Un autre de ces élèves, Yetim Baba Ali effendi, fut nommé par le sultan, à l’emploi de Bina Emini (intendant), lors de la construction de la mosquée Suleïmanié[74]. A la mort de Sinan (986 de l’Hégire) Davoud Aga devint premier architecte de l’Empire. Il fut décapité sur la place publique de Véfa, pour crime d’irreligion.
[74] Mort en 960, il repose dans le cimetière de la mosquée Suléïmanié.
Ce fut Dalguitch Ahmed Aga qui lui succéda et occupa ce poste, alors très recherché, jusqu’en 1010, époque à laquelle Sedefkiar (travailleur de nacre) y fut promu. Tous deux étaient, pour le travail de la nacre, les élèves d’un même maître à Hass Bagtché[75].
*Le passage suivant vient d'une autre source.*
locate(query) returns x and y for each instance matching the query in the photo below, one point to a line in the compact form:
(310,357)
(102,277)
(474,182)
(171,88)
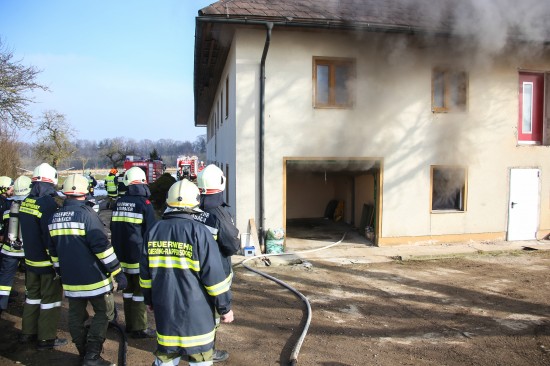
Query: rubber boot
(81,351)
(93,355)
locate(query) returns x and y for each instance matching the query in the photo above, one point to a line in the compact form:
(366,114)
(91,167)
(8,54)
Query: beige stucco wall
(392,119)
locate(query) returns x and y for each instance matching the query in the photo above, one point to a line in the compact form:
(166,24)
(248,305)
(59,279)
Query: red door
(531,97)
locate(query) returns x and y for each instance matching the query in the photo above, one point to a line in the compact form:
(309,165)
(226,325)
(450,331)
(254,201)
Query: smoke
(491,24)
(494,23)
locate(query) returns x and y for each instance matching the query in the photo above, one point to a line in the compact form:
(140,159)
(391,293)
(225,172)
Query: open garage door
(339,191)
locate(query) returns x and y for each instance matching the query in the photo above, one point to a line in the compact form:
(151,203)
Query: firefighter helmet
(135,175)
(75,185)
(184,194)
(211,180)
(22,186)
(45,173)
(5,184)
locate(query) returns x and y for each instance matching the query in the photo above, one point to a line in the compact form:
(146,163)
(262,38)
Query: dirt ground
(475,310)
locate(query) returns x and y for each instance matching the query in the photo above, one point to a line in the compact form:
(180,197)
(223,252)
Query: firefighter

[75] Jardin privé du palais possédant plusieurs ateliers, où les janissaires apprenaient différents métiers.
Mehmed Aga[76], poussé par un souci, peut-être excessif, d’originalité, négligea les principes établis par les maîtres de l’art, comme Haïreddin et Sinan, et essaya de marquer de son empreinte personnelle la construction de la mosquée Ahmédié. Ce monument est conçu en dépit des règles et des lois artistiques respectées jusqu’alors.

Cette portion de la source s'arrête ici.